Friday
Dec302016
Friday, December 30, 2016 at 5:26PM
Dear Group Chief Stuart Gullive and fellow HSBC Executives,
As a longtime customer of HSBC, I am appalled that your bank is providing $189 million in revolving credit to Energy Transfer Equity and its subsidiary, Energy Transfer Partners, the parent company building the Dakota Access Pipeline (DAPL). Not only has the construction of DAPL desecrated burial grounds and related sacred sites on the Standing Rock Sioux Reservation, it also endangers the drinking water for 18 million people living downstream on the Missouri River.

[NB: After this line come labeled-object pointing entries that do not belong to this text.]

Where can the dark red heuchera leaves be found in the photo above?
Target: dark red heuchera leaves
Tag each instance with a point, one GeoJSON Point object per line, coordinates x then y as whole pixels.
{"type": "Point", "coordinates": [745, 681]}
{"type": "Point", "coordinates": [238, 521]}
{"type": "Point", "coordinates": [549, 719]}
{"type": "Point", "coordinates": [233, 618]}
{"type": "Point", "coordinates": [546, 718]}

While these actions alone are enough to give me pause about doing business with HSBC, the civil liberty violations that Energy Transfer Partners have made are among the issues I find most disturbing.
Private DAPL security and militarized police have used excessive force including unleashing dogs, pepper spray, water cannons, rubber bullets and tear gas to attack Native American tribe members and their allies who have united in prayer and peaceful direct actions to halt construction of this unjust, hazardous pipeline. These attacks on water protectors in North Dakota have continued to escalate to the point of severely injuring Indigenous and non-Native women.
In the film Mni Wiconi: The Stand at Standing Rock, Cody Hall, a member of the Cheyenne River Sioux Tribe asks "what is your spirit telling you to do?" Mine leads me to take action on a number of fronts including severing ties with any bank that prioritizes investments in oil pipelines such as DAPL over the safety of people. Today I'm writing this to inform you that I'm closing my account with HSBC and moving my money to a financial institution that is not bankrolling brutality against people, particularly Native Americans, who are exercising their rights to protect the earth and its natural, finite resources.
Until your bank pulls out of its deal with Energy Transfer Equity and Energy Transfer Partners, terminate its contract with them and halt all further funds from being dispersed to these companies, I will encourage other HSBC customers to withdraw their money and close their accounts as well. You and fellow decision makers have an opportunity to demonstrate that you all have a soul. If like me, you believe crimes against humanity is unacceptable, the time for HSBC to rise as the world's ethical bank is now.
Reader Comments (2)
Beautiful and very powerful! Way to go!
Michele at Angels Bark
Michele,
Thanks! Putting our money where our values are, especially with regards to the earth, Indigenous rights and clean water, has been long overdue. It starts with the people and if the banks involved in this mess at Standing Rock don't follow suit and do the right thing, there's no reason for any of us to have accounts with them, when there are a plethora of options at other financial institutions.